Kesemuanya dapat tersimpul dalam barang dan jasa dan
tertuangkan dalam nilai uang sebgai patokan bagi penetapan pendapatan minimal
yang diperlukan, sehingga garis kemiskinan ditentukan oleh tingkat pendapatan
minilam ( versi bank dunia, dikota 75 $ dan desa 50 $ AS perjiwa setahun, 1973)
( berapa sekarang ? ).
Berdasarkan ukuran ini maka mereka yang hidup dibawah garis
kemiskinan memiliki cirri-ciri sebagai berikut :
1. Tidak memiliki factor-faktor produksi sendiri seperti
tanah, modal, ketrampilan.

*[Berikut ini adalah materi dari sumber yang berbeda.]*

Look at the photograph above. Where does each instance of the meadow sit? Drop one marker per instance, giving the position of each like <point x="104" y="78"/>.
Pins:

DLL
2. Tidak memiliki kemungkinan untuk memperoleh asset
produksi dengan kekuatan sendiri, seperti untuk memperoleh tanah garapan ataua
modal usaha
3. Tingkat
pendidikan mereka rendah, tidak sampai taman SD
4. Kebanyakan
tinggal di desa sebagai pekerja bebas
5. Banyak yang
hidup di kota berusia muda, dan tidak mempunyai ketrampilan.
Kemiskinan menurut orang lapangan (umum) dapat dikatagorikan
kedalam tiga unsur :
1. Kemiskinan
yang disebabkan handicap badaniah ataupun mental seseorang
2. Kemiskinan
yang disebabkan oleh bencana alam
3. Kemiskinan buatan. Yang relevan dalam hal ini adalah kemiskinan
buatan, buatan manusia terhadap manusia pula yang disebut kemiskinan
structural. Itulah kemiskinan yang timbul oleh dan dari struktur-struktur buatan manusia, baik struktur ekonomi,
politik, sosial maupun cultural. Selaindisebabkan oleh hal-hal tersebut, juga
dimanfaatkan oleh sikap “penenangan” atau “nrimo”, memandang kemiskinan sebagai
nasib, malahan sebagai takdir Tuhan. Kemiskinan menjadi suatu kebudayaan atau
subkultur, yang mempunya struktur dan way of life yang telah turun temurun melalui
jalur keluarga. Kemiskinan (yagn membudaya) itu disebabkan oleh dan selama
proses perubahan sosial secara fundamental, seperti transisi dari feodalisme ke
kapitalisme, perubahan teknologi yang cepat, kolonialisme, dsb.obatnya tidak
lain adalah revolusi yang sama radikal dan meluasnya.